Gudgeon, chief executive of Kiwi's manager, was responding to criticism that the mandatory convertible notes issue would be a bad deal for the business and its unit holders - but a good deal for the manager.
Kiwi is offering to pay 8.95 per cent on the notes annually over the five-year term. The offer closes on December 11. The notes are expected to begin trading on the NZX on December 16.
Gudgeon said the deal was important for the trust, an effective way to raise capital and he cited three reasons for that. "This is a five-year investment so in terms of prudent capital management, that's a good thing," he said.
"We already have mandatory convertible notes which convert [to units in the trust] in June next year so we're replacing those. We're also positioning ourselves to take advantage of a very nice property investment opportunity with an 18-year lease to a blue chip tenant which frankly is a once-in-18-year deal.
"It's a very special opportunity and all going well, will be a great investment for the trust.
"So I absolutely refute that this is an expensive way to raise money. This is a very cost-effective way."

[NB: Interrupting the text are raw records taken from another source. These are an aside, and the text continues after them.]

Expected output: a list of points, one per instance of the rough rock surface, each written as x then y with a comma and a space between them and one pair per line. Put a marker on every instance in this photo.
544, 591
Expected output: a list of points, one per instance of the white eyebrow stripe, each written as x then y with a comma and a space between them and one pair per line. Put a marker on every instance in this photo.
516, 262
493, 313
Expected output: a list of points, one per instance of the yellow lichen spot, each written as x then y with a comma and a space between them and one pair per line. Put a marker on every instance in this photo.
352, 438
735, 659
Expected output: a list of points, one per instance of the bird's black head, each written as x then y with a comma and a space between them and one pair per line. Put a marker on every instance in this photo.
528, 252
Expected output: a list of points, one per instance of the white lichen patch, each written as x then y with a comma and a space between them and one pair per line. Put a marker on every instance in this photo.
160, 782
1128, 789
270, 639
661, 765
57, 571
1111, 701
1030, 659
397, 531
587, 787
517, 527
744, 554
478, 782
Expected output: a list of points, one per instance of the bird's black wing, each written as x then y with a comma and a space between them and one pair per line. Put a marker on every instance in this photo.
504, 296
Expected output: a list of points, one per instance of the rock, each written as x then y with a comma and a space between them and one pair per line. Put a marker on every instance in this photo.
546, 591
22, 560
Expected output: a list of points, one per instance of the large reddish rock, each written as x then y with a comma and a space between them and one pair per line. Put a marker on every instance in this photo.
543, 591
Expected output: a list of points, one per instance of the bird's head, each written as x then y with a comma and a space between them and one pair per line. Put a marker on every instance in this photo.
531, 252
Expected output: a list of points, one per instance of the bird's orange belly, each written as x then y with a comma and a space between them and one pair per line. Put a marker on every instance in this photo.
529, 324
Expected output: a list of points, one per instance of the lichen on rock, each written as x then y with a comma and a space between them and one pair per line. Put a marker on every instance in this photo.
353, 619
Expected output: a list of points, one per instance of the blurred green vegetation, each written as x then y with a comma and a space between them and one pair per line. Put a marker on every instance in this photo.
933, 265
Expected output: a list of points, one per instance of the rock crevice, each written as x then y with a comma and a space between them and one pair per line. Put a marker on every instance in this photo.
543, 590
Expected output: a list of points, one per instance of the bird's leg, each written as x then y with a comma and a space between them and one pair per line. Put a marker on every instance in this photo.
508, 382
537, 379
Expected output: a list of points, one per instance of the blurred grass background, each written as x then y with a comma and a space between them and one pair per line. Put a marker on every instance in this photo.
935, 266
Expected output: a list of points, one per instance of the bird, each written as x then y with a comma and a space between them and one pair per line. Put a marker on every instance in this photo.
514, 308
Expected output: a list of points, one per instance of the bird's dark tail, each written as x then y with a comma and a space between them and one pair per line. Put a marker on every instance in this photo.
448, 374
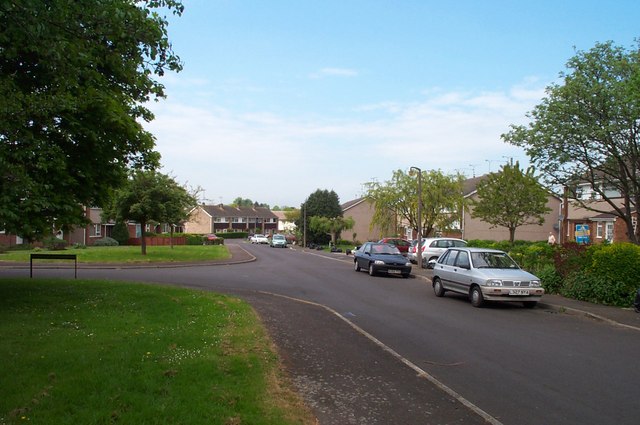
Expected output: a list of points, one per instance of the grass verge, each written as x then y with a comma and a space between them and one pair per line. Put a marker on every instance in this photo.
101, 352
132, 254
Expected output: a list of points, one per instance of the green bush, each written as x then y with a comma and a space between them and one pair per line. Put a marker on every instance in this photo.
121, 233
582, 286
551, 280
54, 244
106, 241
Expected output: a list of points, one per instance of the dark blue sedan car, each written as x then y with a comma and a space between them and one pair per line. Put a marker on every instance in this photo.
381, 258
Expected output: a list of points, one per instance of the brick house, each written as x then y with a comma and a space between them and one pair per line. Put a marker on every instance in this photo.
361, 210
475, 228
205, 219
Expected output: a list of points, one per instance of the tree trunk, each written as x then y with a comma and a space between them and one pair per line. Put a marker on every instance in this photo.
143, 240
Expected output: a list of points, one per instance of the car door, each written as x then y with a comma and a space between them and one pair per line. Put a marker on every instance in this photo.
460, 273
363, 255
443, 268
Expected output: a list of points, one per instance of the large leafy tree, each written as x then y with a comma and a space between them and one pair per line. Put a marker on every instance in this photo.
442, 200
587, 130
511, 198
321, 203
331, 226
150, 196
74, 76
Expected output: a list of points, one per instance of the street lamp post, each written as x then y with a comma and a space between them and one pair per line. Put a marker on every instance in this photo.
419, 247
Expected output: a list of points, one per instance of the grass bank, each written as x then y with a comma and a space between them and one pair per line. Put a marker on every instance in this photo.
132, 254
100, 352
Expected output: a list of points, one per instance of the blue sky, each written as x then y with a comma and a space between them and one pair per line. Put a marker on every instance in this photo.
280, 98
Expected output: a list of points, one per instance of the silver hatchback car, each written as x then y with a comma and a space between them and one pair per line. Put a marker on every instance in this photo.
484, 275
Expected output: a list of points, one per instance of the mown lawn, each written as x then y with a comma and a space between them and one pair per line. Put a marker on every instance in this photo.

A $130 million development deal is expected to see Kiwi build new offices for either ANZ National or ASB on Halsey St in the Viaduct and the $125 million will be used partly to fund that.
The bank would lease the building for 18 years and this would be Kiwi's second huge development this decade after Sylvia Park.
Gudgeon said Kiwi executives planned to meet UBS analyst Lance Reynolds today. He wrote an analysis which questioned some aspects of the new development. Reynolds is concerned about the impact on other Auckland Kiwi office properties.
Although the development would see the trust's weighting in prime office-grade assets climb from 55 per cent to 65 per cent, Reynolds is worried about Kiwi's National Bank Centre on Queen St and the Auckland Regional Council headquarters that it owns on Pitt St.
"The space created by the development would likely increase market vacancy in the short term, especially in the southern end of the city.
"This could impact demand for Kiwi's National Bank Centre and Pitt Street properties in our view," Reynolds wrote.